Bakmayın bizim sosyal medyacı üçkağıtçı takımına.. Aldıkları paralar bir kesilsin 5 tane twit atan kalmaz yakında. O sosyal medya patronları o mahfillerde normal vatandaşın kalmadığını, kendileri çalıp kendileri oynadıklarını biraz daha anladıklarında projeler, kampanyalar alt üst olacaktır.
İslam Alemi imtihanların en büyüğünden geçiyor.
Bu imtihanı kazanmanın yolu da tabi ki birlik ve Yaratanın ipine sımsıkı sarılmaktan geçiyor.
Hayat bu şekilde akıyor, tarih bize her şeyi anlatıyor aslında okuyabilirsek, Haçlılarla mücadele etmeye çalışan Selçuklular ve diğer islam devletlerine musallat olan Haşhaşiler ile hepimiz bir kez daha karşılaşmış bulunuyoruz.
Öldüğünde şehit olup cennete gireceğini ve orada sayısız nimetle karşılaşacağına inandırılmış suikastçiler, devletin önde gelenlerine intihar saldırıları düzenleyerek hiçbir haçlının veremeyeceği zararı islam dünyasına vermişlerdi.
Ama yine tarih bize ne pahasına ve ne amacına yönelik olursa olsun, hedef ayırt etmeden küçücük çocukları, günahsız insanları katlederek hiçbir başarının sağlanamadığını da göstermiştir.
Amaç başarı da kazanmak değildir zaten, amaç İslama ve Müslümanlara zarar vermek, onların ülkelerine, idarelerine her türlü maddi ve manevi zararı vermektir. Tetikçilerin arkasında olayları yukarıdan seyreden birilerinin varlığı ve kim olduğu artık netleşmeye başlamıştır.
Ama bana kalırsa tünelin ucu Medine’ye yapılan saldırı ile gözükmüştür.
Bazı anlar vardır tam da sınırdır. O ana kadar serbest kalırsınız ama sınırı geçince, haddi aşınca, her şey tepetaklak oluverir. Bu konuda da sınır aşılmıştır bana kalırsa.

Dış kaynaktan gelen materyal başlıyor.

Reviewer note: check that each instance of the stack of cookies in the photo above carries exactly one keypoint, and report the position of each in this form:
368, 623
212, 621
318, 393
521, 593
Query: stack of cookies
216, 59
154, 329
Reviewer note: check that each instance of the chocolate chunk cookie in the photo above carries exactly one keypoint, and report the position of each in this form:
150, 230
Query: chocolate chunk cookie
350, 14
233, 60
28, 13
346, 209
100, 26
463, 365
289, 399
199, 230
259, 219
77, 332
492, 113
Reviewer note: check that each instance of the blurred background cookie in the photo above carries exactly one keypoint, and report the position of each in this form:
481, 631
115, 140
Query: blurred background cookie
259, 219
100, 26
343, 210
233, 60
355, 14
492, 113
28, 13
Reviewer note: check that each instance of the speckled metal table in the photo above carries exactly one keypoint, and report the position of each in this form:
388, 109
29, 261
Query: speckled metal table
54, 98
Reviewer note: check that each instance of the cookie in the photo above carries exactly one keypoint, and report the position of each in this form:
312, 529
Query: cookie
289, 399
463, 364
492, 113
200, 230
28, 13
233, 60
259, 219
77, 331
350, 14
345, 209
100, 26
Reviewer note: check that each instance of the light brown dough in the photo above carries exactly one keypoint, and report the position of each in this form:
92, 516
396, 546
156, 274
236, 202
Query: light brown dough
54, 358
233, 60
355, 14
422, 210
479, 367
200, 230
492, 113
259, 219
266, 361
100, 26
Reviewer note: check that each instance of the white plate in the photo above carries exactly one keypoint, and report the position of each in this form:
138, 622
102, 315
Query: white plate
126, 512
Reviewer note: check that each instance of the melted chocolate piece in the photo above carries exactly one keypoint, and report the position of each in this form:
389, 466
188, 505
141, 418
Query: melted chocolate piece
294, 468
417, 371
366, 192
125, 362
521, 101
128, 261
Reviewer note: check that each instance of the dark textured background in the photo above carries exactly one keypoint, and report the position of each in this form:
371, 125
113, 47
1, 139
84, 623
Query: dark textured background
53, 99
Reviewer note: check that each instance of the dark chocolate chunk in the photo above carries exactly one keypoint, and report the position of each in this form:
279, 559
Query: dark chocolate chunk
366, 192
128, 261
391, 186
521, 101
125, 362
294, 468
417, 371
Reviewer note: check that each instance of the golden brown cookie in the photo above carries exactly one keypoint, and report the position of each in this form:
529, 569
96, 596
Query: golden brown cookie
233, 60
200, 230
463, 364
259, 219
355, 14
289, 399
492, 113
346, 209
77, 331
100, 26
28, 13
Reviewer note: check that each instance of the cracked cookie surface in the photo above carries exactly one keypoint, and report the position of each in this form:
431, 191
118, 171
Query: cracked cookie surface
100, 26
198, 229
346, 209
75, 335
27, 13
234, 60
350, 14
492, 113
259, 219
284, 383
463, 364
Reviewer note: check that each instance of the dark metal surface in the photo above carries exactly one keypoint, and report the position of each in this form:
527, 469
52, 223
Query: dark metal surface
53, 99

Ümmetteki her ferdin bir saniye düşünmeksizin canını vereceği Peygamberinin yanında bomba patlatanlara karşı görev yine;
Yaptığı tren istasyonlarını sünnet-i seniyyeye uygun olması için Peygamber Efendimiz’in seferlerinde konakladığı yerlere inşâ ettiren,
Peygamberimizin ruhaniyetini rahatsız etmemek için Medîne Tren İstasyonuʼnu Kubbe-i Hadrâ’dan yaklaşık 2 km. uzağa yaptıran,
Medîne içerisinde bulunan bütün rayları üzerinden vagonlar geçtikçe gürültü çıkarmasınlar diye keçe ile kaplatan ve bu rayları da günün belli saatlerinde gülsuyu ile yıkayanlara düşmüştür.
Bu ince, düşünceli medeniyeti yeniden yakalamalıyız.
Bunu Türkü, Kürdü, Arap’ı, Farsı başarmalıyız, yoksa bu cürmün cezasından kendimizi kurtaramayız.